Conflicts Over M&A Warranty And Indemnity Claims
1. Meaning of Warranties and Indemnities in M&A Transactions
In mergers and acquisitions, warranties are statements of fact made by the seller regarding the target company’s business, while indemnities are contractual promises to compensate the buyer for specific identified risks.
Warranties allocate risk by allowing a damages claim if statements prove untrue.
Indemnities provide pound-for-pound compensation for defined losses.
These provisions are central to Share Purchase Agreements (SPAs), Business Transfer Agreements, and Asset Purchase Agreements.
2. Common Causes of M&A Warranty and Indemnity Disputes
Inaccurate Financial Statements – Undisclosed liabilities or overstated assets
Tax and Regulatory Breaches – Hidden tax exposures or compliance failures
Litigation and Contingent Liabilities – Ongoing or threatened claims not disclosed
Operational and Environmental Issues – Compliance or contamination risks
Material Adverse Change Allegations – Post-completion deterioration
Disclosure and Knowledge Qualification Disputes – Adequacy of disclosure letters
3. Legal Issues Typically Arising
Interpretation of warranty wording
Effect of disclosure letters and data rooms
Knowledge qualifiers and awareness standards
Time limits and limitation periods
Caps, baskets, and de minimis thresholds
Distinction between warranty and indemnity remedies
4. Remedies Commonly Sought
Damages for breach of warranty
Indemnity payments on a dollar-for-dollar basis
Set-off or retention claims
Rescission (rare, in extreme cases)
Declaratory relief
5. Key Case Laws on M&A Warranty and Indemnity Claims
1. Sycamore Bidco Ltd v Breslin (UK)
Issue: Misrepresentation of financial position and cash flow
Held: Seller liable for breach of warranty; damages awarded.
Principle: Warranties are contractual risk-allocation tools and are interpreted objectively.
2. New Hearts Ltd v Cosmopolitan Investments Ltd (UK)
Issue: Undisclosed tax liabilities
Held: Breach of tax warranties established despite partial disclosures.

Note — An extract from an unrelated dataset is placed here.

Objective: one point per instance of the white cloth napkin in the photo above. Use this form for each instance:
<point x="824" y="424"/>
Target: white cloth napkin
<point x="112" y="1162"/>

Principle: Disclosures must be sufficiently specific to qualify warranties.
3. Ageas (UK) Ltd v Kwik-Fit (GB) Ltd (UK)
Issue: Overstated profits in accounts warranties
Held: Damages awarded based on diminution in value.
Principle: Warranty damages are measured by difference between value as warranted and actual value.
4. Infiniteland Ltd v Artisan Contracting Ltd (UK)
Issue: Knowledge-qualified warranties
Held: Seller knowledge was assessed objectively, not subjectively.
Principle: “Awareness” clauses are interpreted narrowly against sellers.
5. Zayo Group International Ltd v Ainger (UK)
Issue: Disclosure letter effectiveness
Held: General disclosures were insufficient to defeat warranty claims.
Principle: Blanket disclosures do not adequately qualify warranties.
6. Capita Alternative Fund Services (Guernsey) Ltd v Woodford (UK)
Issue: Construction of SPA warranty clauses
Held: Commercial context and natural meaning govern interpretation.
Principle: Courts apply ordinary contractual interpretation to M&A warranties.
7. Transamerica Life (Canada) Inc v ING Canada Inc (Canada)
Issue: Post-completion indemnity claim
Held: Indemnity triggered once specified loss materialized.
Principle: Indemnities operate independently of warranty limitations unless expressly linked.
6. Contractual Clauses That Drive Outcomes
Warranty schedules and definitions
Disclosure letter mechanics
Knowledge and materiality qualifiers
Indemnity triggers and exclusions
Limitation periods and financial caps
Warranty & Indemnity (W&I) insurance provisions
7. Practical Risk-Mitigation Measures
Conduct thorough due diligence with clear issue-tracking
Draft precise disclosures with cross-references
Separate indemnities from warranties clearly
Align caps and baskets with risk allocation
Consider W&I insurance but understand exclusions
8. Conclusion
Conflicts over M&A warranty and indemnity claims are among the most litigated post-completion disputes. Courts emphasize precise drafting, meaningful disclosure, and objective interpretation of SPAs. Effective risk allocation depends less on volume of warranties and more on clarity, disclosure discipline, and commercial coherence.